Cette finale amère est en contradiction avec la générosité naturelle du signataire. D'ailleurs au cours de sa lettre, il avait fait montre de ses vrais sentiments, de ses qualités d'homme et de patriote :

« Au reste. si des événements qu'on ne saurait prévoir me mettaient jamais à même de rendre quelque service à mon pays et à mes concitoyens, sur un mot de votre main, mon Ami, je volerais à Bruxelles. »


Si, à cette époque, un accident ou une main criminelle eût arrêté le cours de sa vie, De Potter - qui jusqu'alors avait connu une popularité inouïe - serait entré dans l'histoire comme un héros national. Une légende se serait créée autour de son nom ; sa gloire aurait dépassé sans doute celle d'un (page 194) Jacques Van Artevelde ou d'un d'Egmont, qui eux moururent victimes de leurs opinions, mais dont l'influence sur leur temps ne fut pas plus considérable que celle de notre héros.
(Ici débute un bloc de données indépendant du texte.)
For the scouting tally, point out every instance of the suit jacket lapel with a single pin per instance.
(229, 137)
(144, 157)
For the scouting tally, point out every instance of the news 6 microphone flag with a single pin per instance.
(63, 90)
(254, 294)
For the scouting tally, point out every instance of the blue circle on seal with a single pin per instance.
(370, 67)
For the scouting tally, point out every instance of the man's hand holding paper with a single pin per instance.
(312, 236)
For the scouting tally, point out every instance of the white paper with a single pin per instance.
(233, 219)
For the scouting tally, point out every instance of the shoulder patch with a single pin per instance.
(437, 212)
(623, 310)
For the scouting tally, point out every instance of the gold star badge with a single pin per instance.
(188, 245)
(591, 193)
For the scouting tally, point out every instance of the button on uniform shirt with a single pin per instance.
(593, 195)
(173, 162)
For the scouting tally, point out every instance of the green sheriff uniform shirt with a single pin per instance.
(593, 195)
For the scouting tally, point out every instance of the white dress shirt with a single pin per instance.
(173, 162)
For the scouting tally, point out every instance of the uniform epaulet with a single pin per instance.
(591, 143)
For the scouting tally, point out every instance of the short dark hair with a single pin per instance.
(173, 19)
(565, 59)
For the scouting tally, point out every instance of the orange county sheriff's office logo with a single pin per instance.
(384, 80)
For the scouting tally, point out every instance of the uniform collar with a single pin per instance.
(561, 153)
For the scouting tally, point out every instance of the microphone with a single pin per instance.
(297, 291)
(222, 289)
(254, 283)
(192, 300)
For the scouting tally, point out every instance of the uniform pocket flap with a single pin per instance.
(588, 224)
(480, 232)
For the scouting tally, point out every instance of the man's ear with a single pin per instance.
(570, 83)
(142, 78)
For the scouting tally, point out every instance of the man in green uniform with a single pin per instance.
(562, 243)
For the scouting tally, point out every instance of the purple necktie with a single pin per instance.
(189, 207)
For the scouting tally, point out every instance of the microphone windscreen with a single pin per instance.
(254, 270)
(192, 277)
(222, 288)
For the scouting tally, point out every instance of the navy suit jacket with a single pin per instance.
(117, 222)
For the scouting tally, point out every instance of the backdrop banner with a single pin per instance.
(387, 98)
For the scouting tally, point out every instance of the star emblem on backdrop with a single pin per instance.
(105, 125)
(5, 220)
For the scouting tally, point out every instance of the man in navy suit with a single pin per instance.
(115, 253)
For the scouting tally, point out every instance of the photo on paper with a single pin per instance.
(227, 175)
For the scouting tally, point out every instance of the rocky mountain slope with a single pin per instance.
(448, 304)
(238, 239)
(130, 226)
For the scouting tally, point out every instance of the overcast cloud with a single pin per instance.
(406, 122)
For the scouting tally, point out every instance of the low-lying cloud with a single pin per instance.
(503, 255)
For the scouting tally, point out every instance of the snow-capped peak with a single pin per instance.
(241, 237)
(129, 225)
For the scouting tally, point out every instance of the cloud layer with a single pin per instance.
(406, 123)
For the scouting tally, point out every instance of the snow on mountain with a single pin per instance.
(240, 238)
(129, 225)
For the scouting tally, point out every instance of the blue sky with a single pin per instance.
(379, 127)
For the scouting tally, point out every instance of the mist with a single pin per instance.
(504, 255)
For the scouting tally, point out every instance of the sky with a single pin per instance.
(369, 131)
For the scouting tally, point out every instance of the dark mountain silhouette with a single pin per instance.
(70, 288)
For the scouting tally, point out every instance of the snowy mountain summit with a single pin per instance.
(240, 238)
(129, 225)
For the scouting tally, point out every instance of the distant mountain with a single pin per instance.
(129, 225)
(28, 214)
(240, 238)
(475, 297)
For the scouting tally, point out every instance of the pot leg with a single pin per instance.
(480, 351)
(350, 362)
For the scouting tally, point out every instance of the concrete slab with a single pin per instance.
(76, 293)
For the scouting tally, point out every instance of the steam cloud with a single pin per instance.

Il aurait été, dans l'histoire de la Belgique, ce que Guillaume le Taciturne fut pour la Hollande : la grande figure nationale.

Mais cette fin cornélienne n'était pas réservée à Louis De Potter, trop philosophe pour se heurter de front aux obstacles matériels accumulés devant lui par ses adversaires politiques.

« Il ne m'était plus permis de songer à faire le bien : je me retirai... »

Oui, il se retira de la vie publique ! Mais, malheureusement pour sa gloire politique, fort heureusement pour lui-même, le destin lui réservait encore une trentaine d'années d'une existence toute consacrée à la pensée. De Potter deviendra ce noble vieillard aux traits spiritualisés, tel que nous le révèle le portrait qui date de la fin de sa vie.